'Hidden Scars': Stanley Greene retrospective exhibit opens in Paris


Born in New York in 1949, Stanley Greene, a former member of the Black Panthers, studied photography at the San Francisco Art Institute. The city, then the stronghold of the new underground punk scene, became his first love. "The Western Front", his earliest personal diary, is composed of sequences of images that follow one another frenetically, echoing the feelings of urgency experienced by the anarchic youth.
To protect himself from self-destructive tendencies, Greene left San Francisco in the mid-eighties for New York before moving to Paris. A fashion photographer at first, he turned to conflict photography in 1989, after he immortalized the fall of the Berlin Wall with his now famous shot "Kisses to All, Berlin Wall".

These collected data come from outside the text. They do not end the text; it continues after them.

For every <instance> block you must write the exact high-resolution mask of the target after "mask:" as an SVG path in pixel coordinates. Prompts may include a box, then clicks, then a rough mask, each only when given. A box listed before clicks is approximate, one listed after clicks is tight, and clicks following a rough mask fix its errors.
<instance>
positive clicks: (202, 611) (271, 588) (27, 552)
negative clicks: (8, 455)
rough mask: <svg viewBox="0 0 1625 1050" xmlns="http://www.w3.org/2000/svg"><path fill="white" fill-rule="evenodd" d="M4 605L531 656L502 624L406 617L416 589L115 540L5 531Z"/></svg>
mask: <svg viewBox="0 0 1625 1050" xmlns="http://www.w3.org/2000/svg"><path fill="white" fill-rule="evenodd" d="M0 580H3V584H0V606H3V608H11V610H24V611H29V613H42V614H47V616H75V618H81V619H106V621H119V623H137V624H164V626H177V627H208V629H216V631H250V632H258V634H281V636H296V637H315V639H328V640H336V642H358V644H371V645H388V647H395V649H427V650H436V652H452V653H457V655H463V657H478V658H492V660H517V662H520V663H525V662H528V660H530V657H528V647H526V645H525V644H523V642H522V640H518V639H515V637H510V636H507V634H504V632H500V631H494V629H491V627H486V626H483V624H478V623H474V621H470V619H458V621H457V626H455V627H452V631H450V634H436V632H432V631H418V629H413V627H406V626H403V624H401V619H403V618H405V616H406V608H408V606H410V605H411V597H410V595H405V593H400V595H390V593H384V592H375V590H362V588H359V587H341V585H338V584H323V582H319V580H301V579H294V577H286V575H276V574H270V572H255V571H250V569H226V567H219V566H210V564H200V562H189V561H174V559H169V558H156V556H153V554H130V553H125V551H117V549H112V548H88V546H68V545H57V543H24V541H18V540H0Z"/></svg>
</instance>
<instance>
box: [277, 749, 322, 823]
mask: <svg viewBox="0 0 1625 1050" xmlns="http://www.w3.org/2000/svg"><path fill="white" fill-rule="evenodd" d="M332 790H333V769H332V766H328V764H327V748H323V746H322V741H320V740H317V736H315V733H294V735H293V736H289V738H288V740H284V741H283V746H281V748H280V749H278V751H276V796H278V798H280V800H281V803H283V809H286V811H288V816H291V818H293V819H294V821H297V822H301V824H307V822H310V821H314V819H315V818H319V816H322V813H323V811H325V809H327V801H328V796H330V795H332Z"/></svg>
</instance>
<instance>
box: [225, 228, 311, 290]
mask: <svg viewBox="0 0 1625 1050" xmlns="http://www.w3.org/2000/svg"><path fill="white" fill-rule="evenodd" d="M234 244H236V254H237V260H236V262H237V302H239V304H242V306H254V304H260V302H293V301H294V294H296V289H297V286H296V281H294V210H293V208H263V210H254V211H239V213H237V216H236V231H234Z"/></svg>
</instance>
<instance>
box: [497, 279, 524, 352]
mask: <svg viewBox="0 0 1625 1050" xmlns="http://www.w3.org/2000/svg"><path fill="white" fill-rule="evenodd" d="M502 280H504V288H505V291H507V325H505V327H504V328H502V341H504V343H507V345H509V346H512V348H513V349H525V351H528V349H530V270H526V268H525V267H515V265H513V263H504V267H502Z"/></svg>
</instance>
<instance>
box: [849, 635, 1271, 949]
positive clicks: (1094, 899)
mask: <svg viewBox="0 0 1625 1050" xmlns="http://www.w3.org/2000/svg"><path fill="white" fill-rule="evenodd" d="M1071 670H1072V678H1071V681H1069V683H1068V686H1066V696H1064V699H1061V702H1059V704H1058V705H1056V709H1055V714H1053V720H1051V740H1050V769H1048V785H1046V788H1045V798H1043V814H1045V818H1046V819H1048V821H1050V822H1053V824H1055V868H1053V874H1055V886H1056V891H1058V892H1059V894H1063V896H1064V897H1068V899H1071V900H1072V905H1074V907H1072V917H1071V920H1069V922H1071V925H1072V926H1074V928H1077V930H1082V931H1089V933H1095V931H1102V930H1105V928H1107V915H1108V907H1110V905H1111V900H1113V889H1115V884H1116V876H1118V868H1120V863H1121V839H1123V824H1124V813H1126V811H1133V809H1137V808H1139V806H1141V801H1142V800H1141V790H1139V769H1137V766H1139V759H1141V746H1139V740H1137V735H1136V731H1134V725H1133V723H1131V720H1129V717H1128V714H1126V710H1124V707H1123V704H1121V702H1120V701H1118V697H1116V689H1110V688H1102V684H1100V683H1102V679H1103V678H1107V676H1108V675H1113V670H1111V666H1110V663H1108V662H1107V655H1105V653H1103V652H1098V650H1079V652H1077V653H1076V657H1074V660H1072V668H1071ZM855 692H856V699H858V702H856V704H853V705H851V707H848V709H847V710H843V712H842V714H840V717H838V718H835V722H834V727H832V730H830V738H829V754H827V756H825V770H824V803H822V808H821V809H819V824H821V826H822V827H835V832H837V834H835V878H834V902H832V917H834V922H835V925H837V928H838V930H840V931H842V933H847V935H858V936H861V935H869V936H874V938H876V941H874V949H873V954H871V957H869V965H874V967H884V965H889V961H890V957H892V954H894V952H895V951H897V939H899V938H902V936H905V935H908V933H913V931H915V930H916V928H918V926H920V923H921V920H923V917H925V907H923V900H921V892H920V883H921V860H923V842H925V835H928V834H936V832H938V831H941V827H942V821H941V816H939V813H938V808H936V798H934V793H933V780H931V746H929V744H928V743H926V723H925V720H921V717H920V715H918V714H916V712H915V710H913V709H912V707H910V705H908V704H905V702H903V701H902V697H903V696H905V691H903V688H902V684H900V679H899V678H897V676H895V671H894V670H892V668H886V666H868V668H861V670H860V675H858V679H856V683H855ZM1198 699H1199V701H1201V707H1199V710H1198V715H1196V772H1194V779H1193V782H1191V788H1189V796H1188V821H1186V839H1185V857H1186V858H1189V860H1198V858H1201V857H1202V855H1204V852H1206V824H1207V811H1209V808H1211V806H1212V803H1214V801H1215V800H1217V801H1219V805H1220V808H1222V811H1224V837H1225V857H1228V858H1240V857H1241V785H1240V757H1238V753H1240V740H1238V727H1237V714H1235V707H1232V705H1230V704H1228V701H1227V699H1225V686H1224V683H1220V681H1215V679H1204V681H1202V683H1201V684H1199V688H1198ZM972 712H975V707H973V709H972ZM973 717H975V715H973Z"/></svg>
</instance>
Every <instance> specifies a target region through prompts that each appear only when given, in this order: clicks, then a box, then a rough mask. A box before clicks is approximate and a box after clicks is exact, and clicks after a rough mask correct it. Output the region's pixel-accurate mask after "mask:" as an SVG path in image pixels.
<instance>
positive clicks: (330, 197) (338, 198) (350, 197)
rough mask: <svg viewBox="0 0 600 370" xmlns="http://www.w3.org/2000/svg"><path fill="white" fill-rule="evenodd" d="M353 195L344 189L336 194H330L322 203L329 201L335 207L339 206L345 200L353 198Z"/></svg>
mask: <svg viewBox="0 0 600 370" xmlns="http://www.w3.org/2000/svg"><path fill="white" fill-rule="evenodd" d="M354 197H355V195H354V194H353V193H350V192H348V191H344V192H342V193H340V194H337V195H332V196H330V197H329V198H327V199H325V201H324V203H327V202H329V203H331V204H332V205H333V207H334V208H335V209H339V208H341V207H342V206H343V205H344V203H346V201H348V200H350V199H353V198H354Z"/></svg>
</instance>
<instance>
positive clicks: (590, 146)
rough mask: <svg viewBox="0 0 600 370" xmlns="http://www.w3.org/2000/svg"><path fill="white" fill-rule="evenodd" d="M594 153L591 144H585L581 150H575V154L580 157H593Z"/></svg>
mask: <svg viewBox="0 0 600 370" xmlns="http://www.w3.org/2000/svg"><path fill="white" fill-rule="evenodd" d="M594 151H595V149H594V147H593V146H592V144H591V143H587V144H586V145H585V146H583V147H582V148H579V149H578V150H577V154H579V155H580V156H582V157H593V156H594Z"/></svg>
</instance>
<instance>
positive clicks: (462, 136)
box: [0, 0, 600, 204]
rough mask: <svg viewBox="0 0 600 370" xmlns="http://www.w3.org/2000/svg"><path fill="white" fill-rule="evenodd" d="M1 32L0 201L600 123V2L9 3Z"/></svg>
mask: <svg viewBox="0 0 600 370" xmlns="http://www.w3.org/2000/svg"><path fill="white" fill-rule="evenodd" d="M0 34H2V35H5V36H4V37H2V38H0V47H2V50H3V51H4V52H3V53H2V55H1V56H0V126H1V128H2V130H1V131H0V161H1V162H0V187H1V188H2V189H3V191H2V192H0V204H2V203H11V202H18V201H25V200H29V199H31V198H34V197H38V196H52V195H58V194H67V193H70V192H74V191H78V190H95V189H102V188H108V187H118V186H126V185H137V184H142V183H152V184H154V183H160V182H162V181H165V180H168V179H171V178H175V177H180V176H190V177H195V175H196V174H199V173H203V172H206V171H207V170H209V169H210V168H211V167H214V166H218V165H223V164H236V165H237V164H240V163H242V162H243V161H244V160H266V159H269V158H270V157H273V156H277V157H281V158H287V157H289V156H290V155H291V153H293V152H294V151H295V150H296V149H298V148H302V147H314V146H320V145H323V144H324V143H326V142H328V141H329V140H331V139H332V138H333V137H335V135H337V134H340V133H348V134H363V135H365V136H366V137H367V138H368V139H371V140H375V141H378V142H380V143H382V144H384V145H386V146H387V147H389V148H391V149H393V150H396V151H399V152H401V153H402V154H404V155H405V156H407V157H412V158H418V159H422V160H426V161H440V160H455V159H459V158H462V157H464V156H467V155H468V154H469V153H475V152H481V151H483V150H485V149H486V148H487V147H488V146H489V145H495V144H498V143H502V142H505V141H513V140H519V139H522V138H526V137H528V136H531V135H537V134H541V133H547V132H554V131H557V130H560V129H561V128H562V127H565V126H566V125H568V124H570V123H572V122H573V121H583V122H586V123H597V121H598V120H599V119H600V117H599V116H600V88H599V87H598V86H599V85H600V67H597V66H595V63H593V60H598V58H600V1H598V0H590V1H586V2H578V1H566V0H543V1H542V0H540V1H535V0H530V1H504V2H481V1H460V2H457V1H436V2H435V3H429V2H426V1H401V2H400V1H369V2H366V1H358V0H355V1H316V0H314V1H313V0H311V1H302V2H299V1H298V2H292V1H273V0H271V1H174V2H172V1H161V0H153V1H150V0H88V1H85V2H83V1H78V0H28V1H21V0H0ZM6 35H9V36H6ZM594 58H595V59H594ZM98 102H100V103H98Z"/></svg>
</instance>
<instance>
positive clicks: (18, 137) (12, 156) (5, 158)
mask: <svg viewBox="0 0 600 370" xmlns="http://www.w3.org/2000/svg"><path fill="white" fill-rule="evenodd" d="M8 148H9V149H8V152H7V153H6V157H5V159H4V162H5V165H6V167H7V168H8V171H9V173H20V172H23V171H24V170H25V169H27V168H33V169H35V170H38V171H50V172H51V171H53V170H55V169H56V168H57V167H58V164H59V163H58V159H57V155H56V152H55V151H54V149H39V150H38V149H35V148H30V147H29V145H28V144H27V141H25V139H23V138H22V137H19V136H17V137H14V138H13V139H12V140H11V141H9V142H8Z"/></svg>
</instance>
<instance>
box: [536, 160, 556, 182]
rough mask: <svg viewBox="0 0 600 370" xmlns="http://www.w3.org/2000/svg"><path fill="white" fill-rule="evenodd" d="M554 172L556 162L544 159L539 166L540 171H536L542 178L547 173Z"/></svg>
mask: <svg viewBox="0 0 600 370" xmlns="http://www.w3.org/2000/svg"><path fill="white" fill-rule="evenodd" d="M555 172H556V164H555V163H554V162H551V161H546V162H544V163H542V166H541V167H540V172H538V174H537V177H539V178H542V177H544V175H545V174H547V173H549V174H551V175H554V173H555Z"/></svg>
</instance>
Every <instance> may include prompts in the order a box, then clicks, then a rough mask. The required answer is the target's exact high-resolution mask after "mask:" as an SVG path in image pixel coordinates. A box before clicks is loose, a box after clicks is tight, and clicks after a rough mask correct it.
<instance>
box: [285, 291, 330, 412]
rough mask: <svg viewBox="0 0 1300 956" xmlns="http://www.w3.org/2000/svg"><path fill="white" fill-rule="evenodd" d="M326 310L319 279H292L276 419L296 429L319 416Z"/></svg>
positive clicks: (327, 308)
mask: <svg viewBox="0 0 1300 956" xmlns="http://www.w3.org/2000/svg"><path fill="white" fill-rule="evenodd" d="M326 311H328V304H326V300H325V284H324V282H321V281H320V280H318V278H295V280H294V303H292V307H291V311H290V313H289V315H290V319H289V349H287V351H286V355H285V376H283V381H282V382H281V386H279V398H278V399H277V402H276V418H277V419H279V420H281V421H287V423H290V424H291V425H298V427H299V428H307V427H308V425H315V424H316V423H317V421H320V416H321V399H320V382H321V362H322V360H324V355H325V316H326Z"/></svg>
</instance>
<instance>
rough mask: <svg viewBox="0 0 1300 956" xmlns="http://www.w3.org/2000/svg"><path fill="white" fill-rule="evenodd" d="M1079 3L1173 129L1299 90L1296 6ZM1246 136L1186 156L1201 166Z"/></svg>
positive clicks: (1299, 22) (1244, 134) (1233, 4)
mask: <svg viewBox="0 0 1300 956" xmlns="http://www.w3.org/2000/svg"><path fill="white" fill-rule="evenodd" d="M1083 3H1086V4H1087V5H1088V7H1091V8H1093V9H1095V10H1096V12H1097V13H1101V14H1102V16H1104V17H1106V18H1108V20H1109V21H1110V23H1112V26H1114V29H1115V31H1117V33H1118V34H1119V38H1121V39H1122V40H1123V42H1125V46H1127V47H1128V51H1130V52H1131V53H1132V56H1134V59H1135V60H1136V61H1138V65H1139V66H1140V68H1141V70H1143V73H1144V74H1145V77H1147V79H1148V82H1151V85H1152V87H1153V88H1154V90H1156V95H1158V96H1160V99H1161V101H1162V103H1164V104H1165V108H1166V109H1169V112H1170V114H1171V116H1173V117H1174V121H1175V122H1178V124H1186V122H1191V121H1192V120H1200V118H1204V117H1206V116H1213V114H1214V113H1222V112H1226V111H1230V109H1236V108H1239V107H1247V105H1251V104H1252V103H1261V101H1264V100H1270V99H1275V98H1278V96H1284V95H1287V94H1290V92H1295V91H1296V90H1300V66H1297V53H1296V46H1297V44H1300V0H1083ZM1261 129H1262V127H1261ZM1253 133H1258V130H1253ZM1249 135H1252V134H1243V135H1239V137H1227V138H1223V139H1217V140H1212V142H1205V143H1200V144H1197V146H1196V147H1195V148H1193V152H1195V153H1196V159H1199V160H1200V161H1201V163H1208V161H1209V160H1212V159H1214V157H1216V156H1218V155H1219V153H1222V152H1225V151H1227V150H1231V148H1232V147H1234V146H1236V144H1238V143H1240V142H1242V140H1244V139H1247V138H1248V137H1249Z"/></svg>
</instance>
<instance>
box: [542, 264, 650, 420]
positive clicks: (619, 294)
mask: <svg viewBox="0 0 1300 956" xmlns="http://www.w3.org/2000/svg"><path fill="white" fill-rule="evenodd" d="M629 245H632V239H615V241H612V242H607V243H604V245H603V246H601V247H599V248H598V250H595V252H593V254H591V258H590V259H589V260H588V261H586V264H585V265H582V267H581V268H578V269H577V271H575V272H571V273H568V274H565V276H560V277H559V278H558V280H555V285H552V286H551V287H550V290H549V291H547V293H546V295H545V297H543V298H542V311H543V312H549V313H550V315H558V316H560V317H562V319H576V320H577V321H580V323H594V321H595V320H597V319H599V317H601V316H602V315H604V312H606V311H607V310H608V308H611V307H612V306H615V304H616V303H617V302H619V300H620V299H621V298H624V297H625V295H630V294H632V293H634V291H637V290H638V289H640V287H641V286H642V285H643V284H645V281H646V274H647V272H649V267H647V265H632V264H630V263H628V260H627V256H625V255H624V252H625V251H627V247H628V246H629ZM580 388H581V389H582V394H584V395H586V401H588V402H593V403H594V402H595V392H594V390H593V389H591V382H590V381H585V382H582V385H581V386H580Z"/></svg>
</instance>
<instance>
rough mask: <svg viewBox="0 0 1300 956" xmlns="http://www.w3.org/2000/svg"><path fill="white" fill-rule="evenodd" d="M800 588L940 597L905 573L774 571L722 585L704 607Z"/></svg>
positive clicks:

Throughout the past twenty-five years, Stanley Greene has been to the most dangerous and devastated places in the world, such as Sudan, Kashmir, Rwanda, Iraq, Afghanistan and Haiti. His heart-wrenching work on the crisis in Chechnya was rewarded with the W. Eugene Smith Award in 2004.
A reporter with a unique style, Stanley Greene argues for a return to the committed photo essay: he does not simply inform, he tells a story and denounces a situation. The exhibition "Hidden Scars" is a retrospective constructed from a selection of six essays. Its aim is to retrace the path, at times treacherous, followed by the American photographer.
Polka Galerie is proud to show important pieces of his exceptional production, from the first photos he took in San Francisco to the color images shot in Chechnya in late 2013, thus demonstrating, that Stanley Greene is no ordinary photographer. (polkagalerie.com)

'Hidden Scars' is on exhibit at the Polka Galerie in Paris from March 22 - May 24, 2014.